Date of Award


Document Type


Degree Name

Doctor of Philosophy (PhD)


Department of English: English Studies

First Advisor

Julie Jung


In the dissertation “Enabling Pain, Enabling Insight: Opening up Possibilities for Chronic Pain in Disability Rhetoric and Rhetoric and Composition,” Hilary Selznick argues that pain is rhetorical, accessible, and communicable to those without the lived experience of chronic pain. Additionally, she argues for the necessity of considering chronic pain as a disability and not merely as a symptom of a disability. In order to make these arguments possible, Selznick crafts a political-relational-rhetorical methodology that challenges restrictive models of disability and theoretical and commonplace assumptions that pain is resistant to language.
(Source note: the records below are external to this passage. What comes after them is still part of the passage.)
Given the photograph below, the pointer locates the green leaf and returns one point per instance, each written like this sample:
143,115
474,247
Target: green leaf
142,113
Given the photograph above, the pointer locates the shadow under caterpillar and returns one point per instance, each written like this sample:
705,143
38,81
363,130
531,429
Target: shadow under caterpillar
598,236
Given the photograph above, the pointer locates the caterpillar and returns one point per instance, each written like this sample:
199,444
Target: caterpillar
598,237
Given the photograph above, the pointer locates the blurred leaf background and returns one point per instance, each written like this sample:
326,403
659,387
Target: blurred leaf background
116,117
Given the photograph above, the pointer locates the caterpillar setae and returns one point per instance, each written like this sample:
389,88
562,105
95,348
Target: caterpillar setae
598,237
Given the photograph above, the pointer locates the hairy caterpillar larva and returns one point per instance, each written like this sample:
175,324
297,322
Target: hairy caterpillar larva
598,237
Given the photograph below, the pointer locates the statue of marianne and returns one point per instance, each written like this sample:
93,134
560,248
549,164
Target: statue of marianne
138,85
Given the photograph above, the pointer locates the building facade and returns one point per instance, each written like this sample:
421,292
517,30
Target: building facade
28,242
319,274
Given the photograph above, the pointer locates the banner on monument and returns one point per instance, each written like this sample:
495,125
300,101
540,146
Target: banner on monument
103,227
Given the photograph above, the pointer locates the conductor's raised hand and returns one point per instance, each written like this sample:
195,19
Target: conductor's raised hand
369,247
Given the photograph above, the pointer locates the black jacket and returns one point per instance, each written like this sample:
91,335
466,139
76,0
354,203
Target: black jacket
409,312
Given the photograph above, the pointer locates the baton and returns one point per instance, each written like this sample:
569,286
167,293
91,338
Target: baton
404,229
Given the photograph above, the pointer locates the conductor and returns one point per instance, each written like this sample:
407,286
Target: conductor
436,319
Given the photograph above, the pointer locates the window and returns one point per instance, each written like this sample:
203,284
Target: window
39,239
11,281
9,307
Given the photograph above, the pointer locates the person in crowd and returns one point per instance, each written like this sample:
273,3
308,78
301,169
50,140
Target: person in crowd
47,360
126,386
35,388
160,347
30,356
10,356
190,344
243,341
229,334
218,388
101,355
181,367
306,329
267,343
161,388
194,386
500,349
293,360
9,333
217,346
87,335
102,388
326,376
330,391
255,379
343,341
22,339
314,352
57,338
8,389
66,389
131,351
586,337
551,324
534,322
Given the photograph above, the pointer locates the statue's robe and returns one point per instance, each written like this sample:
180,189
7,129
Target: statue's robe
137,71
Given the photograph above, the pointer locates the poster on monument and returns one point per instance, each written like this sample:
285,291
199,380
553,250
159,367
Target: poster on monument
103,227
Specifically, Selznick’s methodology, which combines disability scholar and activist Alison Kafer’s political-relational model of disability with research in disability and feminist rhetorics, makes visible the socio-political, cultural, economic, and material realties of living with chronic pain and the generative power of rhetoric to transform commonplace understandings of disability. In so doing, this dissertation reveals disability as positive difference. In this way, Selznick’s dissertation not only disrupts and intervenes in problematic rhetorics of chronic pain, but also introduces alternative and productive rhetorics of pain that account for pain as a necessary and privileged position. By doing this work, this dissertation provides a presence for chronic pain and persons with chronic pain in disability rhetoric, rhetoric and composition, disability studies, feminist rhetorics, and medical rhetorics, while also forging critical alliances between these diverse yet intersecting fields.